A preocupação com personagens estará em acrescentar elementos através das quais estabelecer suas motivações e características. Dependendo do tamanho do texto, o personagem pode ser simples, até esquemático, mas não pode agir gratuitamente, tem de ser “crível”, mesmo de maneira superficial. Desenvolver bons personagens é demorado e doloroso, então, se o texto não pode crescer até o tamanho de um romance épico de oitocentas páginas, prefiro ter poucos com algum desenvolvimento do que muitos com pouco ou nenhum.
A trama dos fatos é sempre importante e marca a qualidade do texto literário até quando a ideia é subverter a linearidade. Nos textos mais longos, a sequência dos fatos ajuda o leitor a interpretar a história quando de uma segunda leitura, dando significado à obra. Nos mais curtos, a sequência não pode falhar para que o texto tenha coerência já na primeira leitura.
Finalmente a linguagem, que deve ser trabalhada em todo o processo, é que permite ao leitor ter o acesso ao conteúdo. O texto deve ser adequado ao público e ao objetivo, mas deve, em primeiro lugar, ser adequado à personalidade e intenções do autor. De nada adianta você se tornar um autor publicado se os seus livros forem iguais a muitos outros de maneira deliberada.

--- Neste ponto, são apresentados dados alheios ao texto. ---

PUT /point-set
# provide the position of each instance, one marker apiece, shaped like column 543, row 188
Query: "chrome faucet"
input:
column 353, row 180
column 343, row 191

A terceira, e idealmente última, das camadas da cebola é a revisão estilística, momento em que você darpa aos personagens suas falas características e inserirá na boca do narrador as frases de efeito (que você deverá colecionar enquanto escreve). Também pode sera hora de detalhar as descrições do ambiente ou inserir sugestões sutis do que virá a seguir. Flashbacks ou premonições são interessantes em alguns tipos de histórias, e é nesse ponto que eu acho que devem ser escritos.

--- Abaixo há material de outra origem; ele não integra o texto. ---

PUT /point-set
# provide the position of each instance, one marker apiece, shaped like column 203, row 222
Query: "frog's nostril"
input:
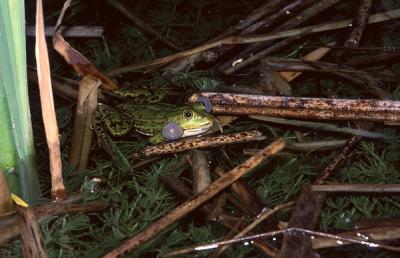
column 172, row 131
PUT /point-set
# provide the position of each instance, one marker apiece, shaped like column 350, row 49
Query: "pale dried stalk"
column 188, row 206
column 47, row 104
column 82, row 132
column 379, row 17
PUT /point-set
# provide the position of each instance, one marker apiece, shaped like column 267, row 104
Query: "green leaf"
column 16, row 141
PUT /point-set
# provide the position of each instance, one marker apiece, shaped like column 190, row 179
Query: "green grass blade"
column 14, row 103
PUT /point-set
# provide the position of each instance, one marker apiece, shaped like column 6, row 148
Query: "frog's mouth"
column 197, row 130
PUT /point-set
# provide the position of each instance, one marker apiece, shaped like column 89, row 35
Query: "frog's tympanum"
column 160, row 121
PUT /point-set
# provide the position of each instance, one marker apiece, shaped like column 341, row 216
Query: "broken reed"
column 200, row 143
column 299, row 107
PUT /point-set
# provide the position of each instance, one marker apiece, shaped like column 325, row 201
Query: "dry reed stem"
column 201, row 142
column 191, row 204
column 48, row 111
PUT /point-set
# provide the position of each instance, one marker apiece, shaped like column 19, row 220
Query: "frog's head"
column 194, row 120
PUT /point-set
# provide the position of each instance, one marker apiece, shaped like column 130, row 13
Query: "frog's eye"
column 206, row 102
column 172, row 131
column 188, row 114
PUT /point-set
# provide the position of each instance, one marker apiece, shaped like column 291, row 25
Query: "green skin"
column 150, row 119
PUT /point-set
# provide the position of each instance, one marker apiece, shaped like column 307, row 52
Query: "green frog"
column 160, row 121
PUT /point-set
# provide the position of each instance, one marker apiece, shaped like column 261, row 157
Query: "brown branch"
column 264, row 10
column 308, row 108
column 305, row 215
column 261, row 26
column 352, row 240
column 141, row 24
column 243, row 232
column 379, row 17
column 373, row 234
column 254, row 52
column 339, row 159
column 200, row 170
column 359, row 23
column 32, row 242
column 188, row 206
column 201, row 142
column 6, row 204
column 74, row 31
column 224, row 219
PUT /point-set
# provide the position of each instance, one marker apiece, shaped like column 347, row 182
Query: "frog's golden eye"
column 188, row 114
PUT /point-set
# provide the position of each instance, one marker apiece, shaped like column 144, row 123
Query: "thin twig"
column 260, row 218
column 252, row 53
column 339, row 159
column 188, row 206
column 357, row 188
column 375, row 234
column 201, row 142
column 249, row 239
column 379, row 17
column 322, row 126
column 141, row 24
column 359, row 23
column 224, row 219
column 72, row 32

Durante a aplicação as sucessivas revisões da “cebola”, haverá pontos que deverá alterar, gerando inconsistências que reverberarão por toda a narrativa. Cada mudança em uma parte requer uma revisão do todo, para que ninguém saia de onde nunca entrou, nem morra duas vezes. Lembranças e premonições, quando não são parte integrante da história, podem soar como emendas e consertos de uma ação fragmentada. Esse conteúdo fica para o fim.

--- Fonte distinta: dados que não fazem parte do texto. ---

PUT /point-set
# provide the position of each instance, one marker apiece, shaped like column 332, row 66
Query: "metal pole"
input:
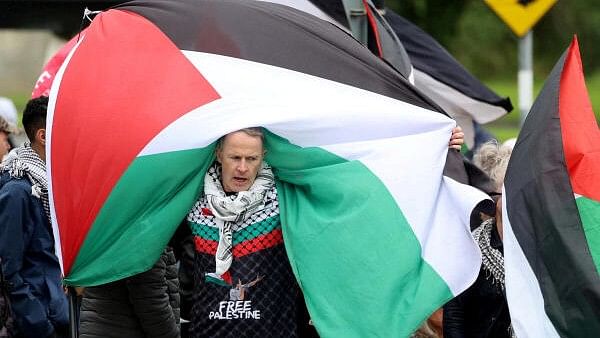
column 73, row 314
column 525, row 75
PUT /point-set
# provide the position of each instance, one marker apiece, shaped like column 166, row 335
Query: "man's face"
column 240, row 156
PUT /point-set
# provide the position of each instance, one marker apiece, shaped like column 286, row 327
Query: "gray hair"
column 492, row 158
column 251, row 131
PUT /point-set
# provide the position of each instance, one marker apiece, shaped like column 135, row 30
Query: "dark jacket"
column 480, row 311
column 144, row 305
column 31, row 268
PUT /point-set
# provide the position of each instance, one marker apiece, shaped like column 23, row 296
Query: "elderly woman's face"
column 4, row 144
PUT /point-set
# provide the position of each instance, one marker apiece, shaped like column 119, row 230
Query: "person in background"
column 140, row 306
column 481, row 311
column 29, row 263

Após a terceira camada, você ainda pode fazer a quarta revisão, para remover arestas. Esta revisão final deve ser focada exclusivamente na gramática ou, talvez, na linguagem dos personagens, harmonizando-a com o seu conceito deles. Quando se chega nesse ponto, é hora de dar por terminada a obra e parar de caçar chifre em cabeça de cavalo: sempre haverá imperfeições a corrigir, e se ficar sempre caçando, nunca deixará de achar. Os últimos erros, deixe para o revisor, se algum dia publicar.